Thursday, December 13, 2012

The 1861 Rules

There is an ad in the August 8, 1864 issue of the Missouri Republican for a book entitled The Finger-Post to Public Business.  The subtitle of the book is Containing the mode of forming and conducting Societies, Clubs and other Organized Associations and the ad mentions that it contains the "Rules of Cricket, Base Ball, Shinny, Yachting and Rowing, and Instruction concerning Incorporations..."

Being the industrious fellow that I am, I thought I'd see if I could find a copy of this book and, it just so happens, that there is a copy online at Google Books.  It turns out that The Finger-Post to Public Business contains the "Rules and Regulations Adopted by the National Association of Base-Ball Players, Held in New York, December 11, 1861."  

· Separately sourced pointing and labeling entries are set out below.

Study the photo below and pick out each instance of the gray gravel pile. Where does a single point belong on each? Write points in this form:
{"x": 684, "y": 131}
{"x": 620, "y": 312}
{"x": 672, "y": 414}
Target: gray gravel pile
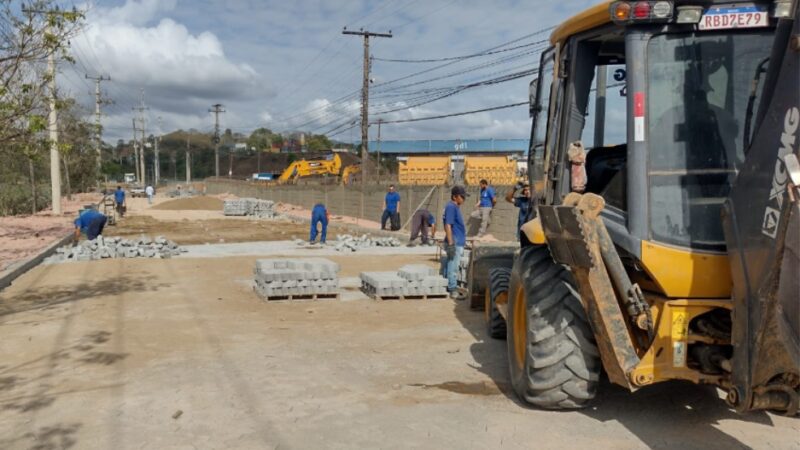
{"x": 117, "y": 247}
{"x": 295, "y": 277}
{"x": 182, "y": 193}
{"x": 349, "y": 243}
{"x": 263, "y": 209}
{"x": 410, "y": 280}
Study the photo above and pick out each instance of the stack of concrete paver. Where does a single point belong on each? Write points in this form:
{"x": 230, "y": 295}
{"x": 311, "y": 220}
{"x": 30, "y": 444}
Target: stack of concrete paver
{"x": 287, "y": 279}
{"x": 348, "y": 243}
{"x": 117, "y": 247}
{"x": 263, "y": 209}
{"x": 411, "y": 281}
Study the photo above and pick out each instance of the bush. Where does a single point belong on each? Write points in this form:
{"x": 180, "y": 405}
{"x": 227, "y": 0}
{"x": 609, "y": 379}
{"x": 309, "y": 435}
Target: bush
{"x": 17, "y": 199}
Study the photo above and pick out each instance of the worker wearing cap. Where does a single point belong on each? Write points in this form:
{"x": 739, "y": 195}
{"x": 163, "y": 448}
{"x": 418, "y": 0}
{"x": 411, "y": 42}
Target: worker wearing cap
{"x": 119, "y": 200}
{"x": 391, "y": 206}
{"x": 455, "y": 239}
{"x": 91, "y": 222}
{"x": 521, "y": 201}
{"x": 421, "y": 223}
{"x": 319, "y": 215}
{"x": 483, "y": 209}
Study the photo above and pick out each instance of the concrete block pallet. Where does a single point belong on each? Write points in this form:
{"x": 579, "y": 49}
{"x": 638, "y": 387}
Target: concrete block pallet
{"x": 263, "y": 209}
{"x": 297, "y": 279}
{"x": 411, "y": 282}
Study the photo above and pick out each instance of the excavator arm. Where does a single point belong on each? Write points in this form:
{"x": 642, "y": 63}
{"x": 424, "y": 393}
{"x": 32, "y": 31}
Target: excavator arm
{"x": 762, "y": 228}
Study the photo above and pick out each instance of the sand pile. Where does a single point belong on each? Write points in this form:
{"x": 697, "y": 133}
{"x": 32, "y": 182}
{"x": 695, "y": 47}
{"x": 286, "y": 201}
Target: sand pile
{"x": 192, "y": 203}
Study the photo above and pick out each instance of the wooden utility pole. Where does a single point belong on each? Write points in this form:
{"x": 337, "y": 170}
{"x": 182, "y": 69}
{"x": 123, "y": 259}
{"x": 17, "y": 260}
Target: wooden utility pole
{"x": 365, "y": 97}
{"x": 216, "y": 109}
{"x": 97, "y": 102}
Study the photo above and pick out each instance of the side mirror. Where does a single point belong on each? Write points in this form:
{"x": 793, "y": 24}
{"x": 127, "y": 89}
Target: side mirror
{"x": 533, "y": 107}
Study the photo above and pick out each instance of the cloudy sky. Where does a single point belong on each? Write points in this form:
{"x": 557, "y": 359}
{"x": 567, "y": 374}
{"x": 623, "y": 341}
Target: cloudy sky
{"x": 286, "y": 65}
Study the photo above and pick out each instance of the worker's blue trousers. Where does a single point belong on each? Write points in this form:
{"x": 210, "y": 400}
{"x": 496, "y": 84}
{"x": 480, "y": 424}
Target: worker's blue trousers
{"x": 318, "y": 216}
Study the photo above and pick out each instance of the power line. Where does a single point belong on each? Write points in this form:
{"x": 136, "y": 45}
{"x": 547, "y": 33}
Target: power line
{"x": 464, "y": 113}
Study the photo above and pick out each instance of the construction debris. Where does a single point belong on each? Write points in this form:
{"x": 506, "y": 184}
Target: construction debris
{"x": 349, "y": 243}
{"x": 308, "y": 278}
{"x": 263, "y": 209}
{"x": 411, "y": 281}
{"x": 117, "y": 247}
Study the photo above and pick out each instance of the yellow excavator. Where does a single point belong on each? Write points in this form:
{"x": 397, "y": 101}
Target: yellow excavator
{"x": 664, "y": 242}
{"x": 329, "y": 166}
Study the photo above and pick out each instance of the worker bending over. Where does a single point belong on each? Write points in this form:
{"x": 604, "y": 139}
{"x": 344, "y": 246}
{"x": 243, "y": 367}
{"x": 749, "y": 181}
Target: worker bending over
{"x": 483, "y": 209}
{"x": 521, "y": 201}
{"x": 422, "y": 222}
{"x": 455, "y": 239}
{"x": 319, "y": 215}
{"x": 91, "y": 222}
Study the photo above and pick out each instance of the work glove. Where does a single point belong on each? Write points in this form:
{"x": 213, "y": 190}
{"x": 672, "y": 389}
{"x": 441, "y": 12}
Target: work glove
{"x": 450, "y": 250}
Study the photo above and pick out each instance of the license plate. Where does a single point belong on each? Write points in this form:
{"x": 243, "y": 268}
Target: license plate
{"x": 727, "y": 18}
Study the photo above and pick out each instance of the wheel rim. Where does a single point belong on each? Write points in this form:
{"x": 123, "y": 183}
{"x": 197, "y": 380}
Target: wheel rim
{"x": 520, "y": 327}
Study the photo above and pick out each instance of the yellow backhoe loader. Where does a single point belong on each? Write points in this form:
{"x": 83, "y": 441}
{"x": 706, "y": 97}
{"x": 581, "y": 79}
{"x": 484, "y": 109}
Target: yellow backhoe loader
{"x": 665, "y": 238}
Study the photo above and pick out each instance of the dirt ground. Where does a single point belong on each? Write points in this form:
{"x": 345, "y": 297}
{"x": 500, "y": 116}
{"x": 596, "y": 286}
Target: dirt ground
{"x": 181, "y": 353}
{"x": 22, "y": 237}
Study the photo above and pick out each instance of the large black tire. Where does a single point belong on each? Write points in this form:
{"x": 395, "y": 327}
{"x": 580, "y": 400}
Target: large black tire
{"x": 552, "y": 354}
{"x": 499, "y": 279}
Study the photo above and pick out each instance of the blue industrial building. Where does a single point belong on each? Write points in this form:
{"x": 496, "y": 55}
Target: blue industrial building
{"x": 458, "y": 146}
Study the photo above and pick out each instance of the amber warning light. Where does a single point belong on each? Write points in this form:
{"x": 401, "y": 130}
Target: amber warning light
{"x": 633, "y": 12}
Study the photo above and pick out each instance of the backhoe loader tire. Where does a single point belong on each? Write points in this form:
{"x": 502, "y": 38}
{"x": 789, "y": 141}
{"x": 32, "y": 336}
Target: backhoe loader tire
{"x": 499, "y": 279}
{"x": 552, "y": 354}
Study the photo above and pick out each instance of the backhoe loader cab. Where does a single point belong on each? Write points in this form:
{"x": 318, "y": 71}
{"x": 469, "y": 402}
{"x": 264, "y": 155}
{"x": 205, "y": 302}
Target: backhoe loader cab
{"x": 644, "y": 115}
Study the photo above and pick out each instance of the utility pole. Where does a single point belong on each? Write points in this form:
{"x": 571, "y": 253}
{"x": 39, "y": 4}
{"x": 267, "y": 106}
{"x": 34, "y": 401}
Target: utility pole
{"x": 380, "y": 121}
{"x": 216, "y": 109}
{"x": 55, "y": 160}
{"x": 157, "y": 162}
{"x": 141, "y": 109}
{"x": 188, "y": 162}
{"x": 365, "y": 97}
{"x": 97, "y": 102}
{"x": 136, "y": 153}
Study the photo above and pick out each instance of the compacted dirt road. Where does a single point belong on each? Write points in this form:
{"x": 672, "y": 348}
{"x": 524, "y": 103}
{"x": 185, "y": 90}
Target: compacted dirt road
{"x": 180, "y": 353}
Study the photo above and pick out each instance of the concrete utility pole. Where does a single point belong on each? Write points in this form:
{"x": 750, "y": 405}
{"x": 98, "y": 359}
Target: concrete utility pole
{"x": 141, "y": 109}
{"x": 216, "y": 109}
{"x": 380, "y": 121}
{"x": 157, "y": 162}
{"x": 55, "y": 159}
{"x": 365, "y": 97}
{"x": 136, "y": 153}
{"x": 97, "y": 102}
{"x": 188, "y": 162}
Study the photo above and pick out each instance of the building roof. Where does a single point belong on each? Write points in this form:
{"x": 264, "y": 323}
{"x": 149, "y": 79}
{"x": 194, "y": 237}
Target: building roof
{"x": 450, "y": 146}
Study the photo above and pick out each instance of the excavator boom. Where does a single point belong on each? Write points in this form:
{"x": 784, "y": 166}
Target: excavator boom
{"x": 762, "y": 229}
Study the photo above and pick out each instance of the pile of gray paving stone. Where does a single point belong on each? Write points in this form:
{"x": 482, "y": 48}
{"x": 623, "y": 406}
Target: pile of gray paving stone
{"x": 349, "y": 243}
{"x": 413, "y": 280}
{"x": 263, "y": 209}
{"x": 281, "y": 279}
{"x": 117, "y": 247}
{"x": 181, "y": 193}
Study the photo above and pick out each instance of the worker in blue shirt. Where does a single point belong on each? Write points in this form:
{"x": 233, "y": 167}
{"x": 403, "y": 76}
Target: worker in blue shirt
{"x": 391, "y": 206}
{"x": 455, "y": 239}
{"x": 319, "y": 215}
{"x": 91, "y": 222}
{"x": 119, "y": 200}
{"x": 483, "y": 209}
{"x": 521, "y": 201}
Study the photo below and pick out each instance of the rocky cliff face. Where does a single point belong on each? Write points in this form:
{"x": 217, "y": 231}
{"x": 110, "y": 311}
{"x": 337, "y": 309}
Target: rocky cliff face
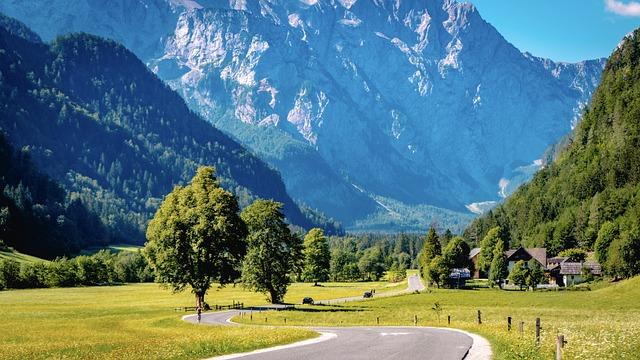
{"x": 370, "y": 109}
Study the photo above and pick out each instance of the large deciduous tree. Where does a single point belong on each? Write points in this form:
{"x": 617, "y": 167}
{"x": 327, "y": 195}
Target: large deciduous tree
{"x": 430, "y": 249}
{"x": 271, "y": 248}
{"x": 487, "y": 246}
{"x": 196, "y": 237}
{"x": 317, "y": 258}
{"x": 498, "y": 271}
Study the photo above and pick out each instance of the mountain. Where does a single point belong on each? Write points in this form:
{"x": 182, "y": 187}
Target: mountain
{"x": 589, "y": 196}
{"x": 95, "y": 119}
{"x": 383, "y": 114}
{"x": 36, "y": 216}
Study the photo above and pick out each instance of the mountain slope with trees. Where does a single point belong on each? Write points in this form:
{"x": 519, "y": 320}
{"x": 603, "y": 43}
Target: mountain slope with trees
{"x": 94, "y": 118}
{"x": 589, "y": 197}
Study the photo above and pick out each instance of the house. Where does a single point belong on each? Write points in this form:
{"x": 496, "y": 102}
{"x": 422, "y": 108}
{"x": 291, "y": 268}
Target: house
{"x": 474, "y": 255}
{"x": 459, "y": 277}
{"x": 558, "y": 270}
{"x": 573, "y": 273}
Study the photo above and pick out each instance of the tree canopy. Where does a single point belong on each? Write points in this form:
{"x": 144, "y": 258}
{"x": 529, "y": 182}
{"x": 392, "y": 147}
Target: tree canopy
{"x": 317, "y": 258}
{"x": 270, "y": 254}
{"x": 196, "y": 237}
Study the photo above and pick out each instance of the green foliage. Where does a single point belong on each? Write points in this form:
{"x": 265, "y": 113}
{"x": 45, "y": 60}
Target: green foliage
{"x": 197, "y": 237}
{"x": 9, "y": 274}
{"x": 608, "y": 232}
{"x": 431, "y": 248}
{"x": 36, "y": 215}
{"x": 317, "y": 258}
{"x": 438, "y": 271}
{"x": 574, "y": 255}
{"x": 456, "y": 253}
{"x": 518, "y": 275}
{"x": 498, "y": 270}
{"x": 270, "y": 259}
{"x": 589, "y": 197}
{"x": 371, "y": 264}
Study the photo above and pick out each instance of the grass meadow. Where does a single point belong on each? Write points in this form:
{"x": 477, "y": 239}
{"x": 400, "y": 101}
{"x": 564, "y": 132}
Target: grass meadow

The 1861 rules (or the rules for the 1862 season) are interesting in themselves but they are not as significant as the 1857 rules, which defined the modern game, the 1858 rules, which allowed the umpire to call strikes on the batter, the 1860 rules, which introduced the batter's box, or the 1863, which allowed the umpire to call balls.  I don't consider myself to be an expert on the minutia of 19th century baseball rule changes but those four sets of rules, I believe, are the most significant of the antebellum and war years.  I haven't gone through the 1861 rules in detail but it may be that they introduced the use of chalk foul lines, which is a unique distinction.  

More importantly, we see here, in the use of newspaper advertising, a way in which the rules of baseball were spread from New York throughout the country.  The Finger-Post was a book published in New York and it could be purchased from the publisher by anyone in the United States for $1.50.  Send your money to New York and you would receive your book in the mail.  Simple enough.  But if it wasn't for the growth of daily newspapers in the antebellum era, someone in St. Louis would never have discovered that he could have purchased the book.  When we talk about the growth of baseball and its spread outside of New York, newspapers and the new information technology of the era are an important part of the story.